The UAE has secured the top spot as the most funded country for climate tech ventures in the Middle East and North Africa (MENA) and Turkiye region, receiving $401 million or 62% of the total venture funding across 45 deals between 2018 and 2022, according to a report by MAGNITT.
Turkiye and Saudi Arabia followed with $124 million and $68 million, respectively, in climate tech funding.
The last two spots went to Egypt ($42 million) and Tunisia ($6 million) over the past five years, the research firm said in “The State of Climate Tech” report.
Over the past five years, the region has witnessed a significant surge in venture capital (VC) activity, amassing $651 million in funding across 225 deals. Currently, climate tech accounts for 5% of total VC funding, signifying 11-fold growth since 2018.
A further $40 million in climate tech funding was invested in the first half of 2023 as the UAE gears up to host COP28 later this year.
Across the MENA region, venture funding for the climate tech sector has grown gradually, reaching its peak in 2022 at $270 million.

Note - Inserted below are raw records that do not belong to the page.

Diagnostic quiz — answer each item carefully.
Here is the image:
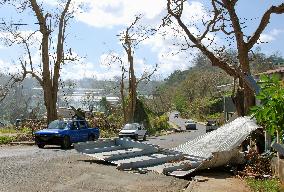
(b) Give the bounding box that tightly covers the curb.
[10,141,35,145]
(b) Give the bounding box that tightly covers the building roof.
[257,67,284,76]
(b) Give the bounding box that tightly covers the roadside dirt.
[186,171,251,192]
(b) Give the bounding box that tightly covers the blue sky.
[0,0,283,81]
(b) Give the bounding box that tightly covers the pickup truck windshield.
[48,120,67,129]
[123,124,136,130]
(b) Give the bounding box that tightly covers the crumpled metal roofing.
[173,116,259,158]
[75,116,260,177]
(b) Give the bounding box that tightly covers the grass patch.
[0,135,16,145]
[20,127,33,134]
[245,178,280,192]
[0,126,33,134]
[0,127,18,134]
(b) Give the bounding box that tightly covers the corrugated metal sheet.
[75,116,259,177]
[174,116,258,157]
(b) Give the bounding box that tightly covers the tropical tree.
[165,0,284,116]
[251,74,284,136]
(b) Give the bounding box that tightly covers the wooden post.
[277,130,280,177]
[264,131,271,152]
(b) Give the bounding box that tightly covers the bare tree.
[118,16,157,123]
[102,16,157,123]
[165,0,284,115]
[1,0,78,123]
[103,54,128,123]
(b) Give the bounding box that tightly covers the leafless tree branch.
[247,3,284,49]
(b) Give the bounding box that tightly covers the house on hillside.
[221,66,284,122]
[255,66,284,81]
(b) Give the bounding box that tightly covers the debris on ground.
[75,117,260,177]
[237,149,273,179]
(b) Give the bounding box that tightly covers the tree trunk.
[239,50,255,115]
[243,84,255,115]
[45,95,57,124]
[120,72,127,124]
[43,80,58,123]
[127,53,137,123]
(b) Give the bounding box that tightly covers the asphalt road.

Climate tech recorded a mega deal of $181 million via a convertible note by Abu Dhabi-based Pure Harvest Smart Farms in 2022. The deal captured 67% of the year’s total funding.
Dubai’s Yellow Door Energy closed a PE buyout deal valued at $400 million through primary and secondary transactions. Actis, a global investment firm, led the funding round and was joined by existing shareholders.
The horticulture sector saw the highest amount of venture funding at $288 million, followed by renewable energy at $118 million, MAGNITT said.
Meanwhile, renewable energy was ranked first by deals (39) between 2018 and 2022, accounting for 17% of total transactions in the MENA and Turkiye region. The farming sector followed at 55 transactions during the period.